The researchers from New Mexico Tech have a more practical reason for resurrecting deceased wildlife to create its flying ornithopters: they want to build a machine that can fly by flapping its wings up and down like a bird. In a study recently presented at the American Institute of Aeronautics and Astronautics SciTech 2023 Forum, the researchers highlight the benefits of using actual bird parts over artificial materials that have been engineered to behave like them. With their lightweight bodies and flexible feathers, birds can easily out manoeuvre even the most capable aircraft we’ve ever built, and that includes compact drones that can deftly zip through bowling alleys.

At least in their current form, the drones the New Mexico Tech researchers created are nowhere near as agile in the air as the real thing.
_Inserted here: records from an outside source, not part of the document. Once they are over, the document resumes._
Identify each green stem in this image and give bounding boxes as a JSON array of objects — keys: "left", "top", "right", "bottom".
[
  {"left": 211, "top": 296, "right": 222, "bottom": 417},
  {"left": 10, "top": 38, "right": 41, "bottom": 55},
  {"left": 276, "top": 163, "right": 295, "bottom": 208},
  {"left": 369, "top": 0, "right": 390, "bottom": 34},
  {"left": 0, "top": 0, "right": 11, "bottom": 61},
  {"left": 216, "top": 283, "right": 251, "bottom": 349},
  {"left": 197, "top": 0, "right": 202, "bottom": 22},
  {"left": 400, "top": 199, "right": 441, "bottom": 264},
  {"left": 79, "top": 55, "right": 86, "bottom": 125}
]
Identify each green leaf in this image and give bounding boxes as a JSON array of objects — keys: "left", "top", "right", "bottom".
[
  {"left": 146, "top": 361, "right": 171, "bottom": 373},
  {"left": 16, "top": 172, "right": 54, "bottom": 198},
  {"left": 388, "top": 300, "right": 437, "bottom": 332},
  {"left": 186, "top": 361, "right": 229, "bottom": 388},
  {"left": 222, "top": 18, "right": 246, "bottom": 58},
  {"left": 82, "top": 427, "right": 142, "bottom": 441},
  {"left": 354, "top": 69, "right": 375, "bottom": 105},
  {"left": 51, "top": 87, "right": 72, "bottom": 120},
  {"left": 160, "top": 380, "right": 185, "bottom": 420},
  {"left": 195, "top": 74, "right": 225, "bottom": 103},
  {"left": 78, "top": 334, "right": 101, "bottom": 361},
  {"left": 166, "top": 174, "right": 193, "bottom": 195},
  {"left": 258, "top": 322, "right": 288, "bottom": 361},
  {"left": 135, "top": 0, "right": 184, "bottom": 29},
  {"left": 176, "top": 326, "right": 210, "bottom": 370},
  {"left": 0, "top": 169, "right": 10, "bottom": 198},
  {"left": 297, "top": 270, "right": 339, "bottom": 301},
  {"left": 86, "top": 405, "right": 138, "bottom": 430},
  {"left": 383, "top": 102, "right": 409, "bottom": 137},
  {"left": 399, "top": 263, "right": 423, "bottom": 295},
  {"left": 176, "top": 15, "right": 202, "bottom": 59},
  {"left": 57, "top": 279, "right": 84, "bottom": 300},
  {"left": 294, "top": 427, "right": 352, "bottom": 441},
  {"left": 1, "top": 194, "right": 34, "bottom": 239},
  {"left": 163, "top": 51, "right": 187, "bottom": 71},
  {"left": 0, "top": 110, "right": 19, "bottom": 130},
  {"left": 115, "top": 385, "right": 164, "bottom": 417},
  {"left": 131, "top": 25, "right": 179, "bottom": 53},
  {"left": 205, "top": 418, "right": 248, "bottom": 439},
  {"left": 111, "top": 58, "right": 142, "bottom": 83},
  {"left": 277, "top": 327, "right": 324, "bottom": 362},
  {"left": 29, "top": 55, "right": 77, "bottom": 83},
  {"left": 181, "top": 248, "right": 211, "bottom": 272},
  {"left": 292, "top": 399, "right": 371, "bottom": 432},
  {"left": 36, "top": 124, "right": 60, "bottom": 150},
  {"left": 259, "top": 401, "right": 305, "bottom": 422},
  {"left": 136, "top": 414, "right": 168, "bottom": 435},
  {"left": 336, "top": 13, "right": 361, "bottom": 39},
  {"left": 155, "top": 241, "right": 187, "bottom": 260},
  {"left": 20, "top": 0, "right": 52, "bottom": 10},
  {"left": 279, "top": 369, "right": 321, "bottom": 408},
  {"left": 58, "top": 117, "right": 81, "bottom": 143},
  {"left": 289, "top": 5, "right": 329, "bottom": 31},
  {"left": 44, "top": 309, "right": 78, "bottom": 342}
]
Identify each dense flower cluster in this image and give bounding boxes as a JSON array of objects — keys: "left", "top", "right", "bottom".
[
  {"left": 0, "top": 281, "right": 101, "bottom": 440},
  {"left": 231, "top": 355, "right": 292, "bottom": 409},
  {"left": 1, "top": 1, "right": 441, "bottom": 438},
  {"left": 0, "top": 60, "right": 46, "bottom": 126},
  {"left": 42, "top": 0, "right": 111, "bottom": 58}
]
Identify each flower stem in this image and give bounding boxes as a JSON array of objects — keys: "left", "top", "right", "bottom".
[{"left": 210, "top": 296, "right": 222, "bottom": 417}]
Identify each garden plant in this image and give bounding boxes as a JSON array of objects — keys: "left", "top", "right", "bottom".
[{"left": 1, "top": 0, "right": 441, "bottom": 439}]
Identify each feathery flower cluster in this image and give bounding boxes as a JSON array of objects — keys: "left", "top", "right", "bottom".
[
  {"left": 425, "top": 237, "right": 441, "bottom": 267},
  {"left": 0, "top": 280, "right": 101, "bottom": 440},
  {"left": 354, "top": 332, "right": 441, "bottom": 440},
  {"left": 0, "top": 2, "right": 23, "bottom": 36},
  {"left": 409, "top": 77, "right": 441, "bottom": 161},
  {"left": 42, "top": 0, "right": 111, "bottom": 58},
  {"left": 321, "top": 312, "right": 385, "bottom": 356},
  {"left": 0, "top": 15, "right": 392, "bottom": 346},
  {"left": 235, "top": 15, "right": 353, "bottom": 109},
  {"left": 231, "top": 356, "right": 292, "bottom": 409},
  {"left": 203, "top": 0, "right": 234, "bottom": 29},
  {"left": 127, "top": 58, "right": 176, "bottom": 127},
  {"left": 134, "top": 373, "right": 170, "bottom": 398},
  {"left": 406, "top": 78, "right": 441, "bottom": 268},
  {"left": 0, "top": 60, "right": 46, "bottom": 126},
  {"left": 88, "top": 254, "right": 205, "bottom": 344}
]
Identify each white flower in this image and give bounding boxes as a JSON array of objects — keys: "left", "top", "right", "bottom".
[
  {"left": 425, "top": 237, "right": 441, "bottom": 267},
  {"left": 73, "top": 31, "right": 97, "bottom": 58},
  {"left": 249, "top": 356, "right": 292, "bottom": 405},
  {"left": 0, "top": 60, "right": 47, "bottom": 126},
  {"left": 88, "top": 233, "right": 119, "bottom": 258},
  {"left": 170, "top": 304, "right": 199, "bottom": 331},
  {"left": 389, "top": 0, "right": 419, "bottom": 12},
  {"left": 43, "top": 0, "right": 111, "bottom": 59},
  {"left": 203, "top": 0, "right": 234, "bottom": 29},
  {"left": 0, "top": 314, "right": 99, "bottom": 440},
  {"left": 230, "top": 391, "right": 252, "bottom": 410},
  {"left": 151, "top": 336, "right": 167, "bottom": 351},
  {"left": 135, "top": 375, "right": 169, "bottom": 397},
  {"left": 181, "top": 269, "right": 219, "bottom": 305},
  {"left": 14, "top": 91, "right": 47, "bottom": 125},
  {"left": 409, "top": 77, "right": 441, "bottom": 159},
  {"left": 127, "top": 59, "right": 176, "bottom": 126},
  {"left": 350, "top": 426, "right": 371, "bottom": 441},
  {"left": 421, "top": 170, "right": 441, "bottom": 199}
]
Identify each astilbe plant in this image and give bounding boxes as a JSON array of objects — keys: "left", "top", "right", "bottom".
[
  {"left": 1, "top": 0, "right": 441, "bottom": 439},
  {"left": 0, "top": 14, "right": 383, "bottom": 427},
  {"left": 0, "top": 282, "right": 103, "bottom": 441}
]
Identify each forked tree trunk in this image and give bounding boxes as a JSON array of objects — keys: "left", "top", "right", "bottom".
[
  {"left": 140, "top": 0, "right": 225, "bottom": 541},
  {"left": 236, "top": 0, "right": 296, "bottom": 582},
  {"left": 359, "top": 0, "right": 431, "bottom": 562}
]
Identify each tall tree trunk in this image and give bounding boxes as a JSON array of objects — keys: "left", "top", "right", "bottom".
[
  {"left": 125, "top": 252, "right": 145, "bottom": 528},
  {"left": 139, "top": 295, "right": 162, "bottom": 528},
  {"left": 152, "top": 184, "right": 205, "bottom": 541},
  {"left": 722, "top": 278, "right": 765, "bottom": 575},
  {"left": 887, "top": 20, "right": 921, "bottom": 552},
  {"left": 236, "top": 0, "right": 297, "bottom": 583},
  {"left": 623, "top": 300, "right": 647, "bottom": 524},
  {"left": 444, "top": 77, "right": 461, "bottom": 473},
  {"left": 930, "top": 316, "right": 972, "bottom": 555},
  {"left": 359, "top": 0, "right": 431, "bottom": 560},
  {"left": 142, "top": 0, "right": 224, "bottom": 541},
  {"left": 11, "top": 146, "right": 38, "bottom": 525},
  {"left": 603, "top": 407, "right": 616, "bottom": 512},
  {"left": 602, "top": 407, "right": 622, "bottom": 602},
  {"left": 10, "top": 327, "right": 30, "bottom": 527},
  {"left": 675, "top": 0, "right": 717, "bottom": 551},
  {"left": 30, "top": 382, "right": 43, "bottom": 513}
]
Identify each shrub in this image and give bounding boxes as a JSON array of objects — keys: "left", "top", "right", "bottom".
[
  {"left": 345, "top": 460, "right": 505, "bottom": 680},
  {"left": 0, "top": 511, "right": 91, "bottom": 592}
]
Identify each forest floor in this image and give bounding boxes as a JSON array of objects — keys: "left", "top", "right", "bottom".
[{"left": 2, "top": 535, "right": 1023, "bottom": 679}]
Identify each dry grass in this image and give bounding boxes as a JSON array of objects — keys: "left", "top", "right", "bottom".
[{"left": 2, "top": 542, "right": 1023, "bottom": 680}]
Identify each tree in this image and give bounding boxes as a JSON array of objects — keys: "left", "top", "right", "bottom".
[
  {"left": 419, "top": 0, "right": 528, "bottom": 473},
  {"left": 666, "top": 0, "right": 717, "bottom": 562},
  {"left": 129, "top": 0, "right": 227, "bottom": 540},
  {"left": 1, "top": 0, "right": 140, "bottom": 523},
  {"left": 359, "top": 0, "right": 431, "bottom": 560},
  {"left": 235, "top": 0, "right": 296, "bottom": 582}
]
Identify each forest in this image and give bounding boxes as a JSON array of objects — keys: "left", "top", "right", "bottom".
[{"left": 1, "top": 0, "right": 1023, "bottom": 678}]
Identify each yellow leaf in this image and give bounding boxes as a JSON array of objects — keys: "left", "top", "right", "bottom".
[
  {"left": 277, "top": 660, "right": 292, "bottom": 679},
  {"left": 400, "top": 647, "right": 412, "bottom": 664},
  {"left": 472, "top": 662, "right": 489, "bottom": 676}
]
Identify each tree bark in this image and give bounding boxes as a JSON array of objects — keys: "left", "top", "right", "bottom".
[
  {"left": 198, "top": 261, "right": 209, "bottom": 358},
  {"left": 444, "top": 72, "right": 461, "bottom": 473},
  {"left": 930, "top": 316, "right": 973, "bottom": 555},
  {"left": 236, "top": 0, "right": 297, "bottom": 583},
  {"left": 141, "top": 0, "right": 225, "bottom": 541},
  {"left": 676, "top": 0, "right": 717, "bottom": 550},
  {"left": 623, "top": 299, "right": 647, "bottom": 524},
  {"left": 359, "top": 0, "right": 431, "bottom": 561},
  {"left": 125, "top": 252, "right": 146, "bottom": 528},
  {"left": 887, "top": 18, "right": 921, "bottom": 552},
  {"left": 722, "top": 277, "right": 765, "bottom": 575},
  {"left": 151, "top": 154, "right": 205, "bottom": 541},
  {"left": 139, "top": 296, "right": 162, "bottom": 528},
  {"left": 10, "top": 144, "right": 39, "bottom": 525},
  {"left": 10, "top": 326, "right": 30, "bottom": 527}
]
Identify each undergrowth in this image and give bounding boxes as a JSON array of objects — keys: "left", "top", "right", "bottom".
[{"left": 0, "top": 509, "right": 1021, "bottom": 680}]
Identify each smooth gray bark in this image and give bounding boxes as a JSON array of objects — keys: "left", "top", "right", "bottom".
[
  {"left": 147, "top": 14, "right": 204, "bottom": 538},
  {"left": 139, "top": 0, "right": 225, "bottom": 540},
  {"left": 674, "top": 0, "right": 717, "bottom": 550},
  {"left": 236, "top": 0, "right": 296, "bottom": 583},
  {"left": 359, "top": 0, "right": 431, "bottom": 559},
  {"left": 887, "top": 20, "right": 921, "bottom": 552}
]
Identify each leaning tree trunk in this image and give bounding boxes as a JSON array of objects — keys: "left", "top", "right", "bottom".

Birds use their muscles to bend and contort the shapes of their wings to perform amazing aerial manoeuvres, while these drones simply flap their stiff wings up and down to stay up in the air.

The bigger advantage to building an ornithopter from a deceased bird is camouflage, because in the air it will look more like the real thing and, hopefully, is more inclined to be ignored. It might not excel in aerial combat, but a dead bird drone could potentially be a very useful espionage tool, whether used for military purposes or as a way for scientists to study and observe other wildlife while ensuring their behaviours remain natural and undisturbed.

The use of feathers also give birds incredible stealth capabilities, often allowing them to get airborne often without making a sound. Compared to the noise of an electric motor with a spinning propeller, a dead bird drone with flapping feathered wings would potentially be able to quietly sneak up on a target without scaring it off. Although, thinking about it more, that scenario actually sounds a lot scarier.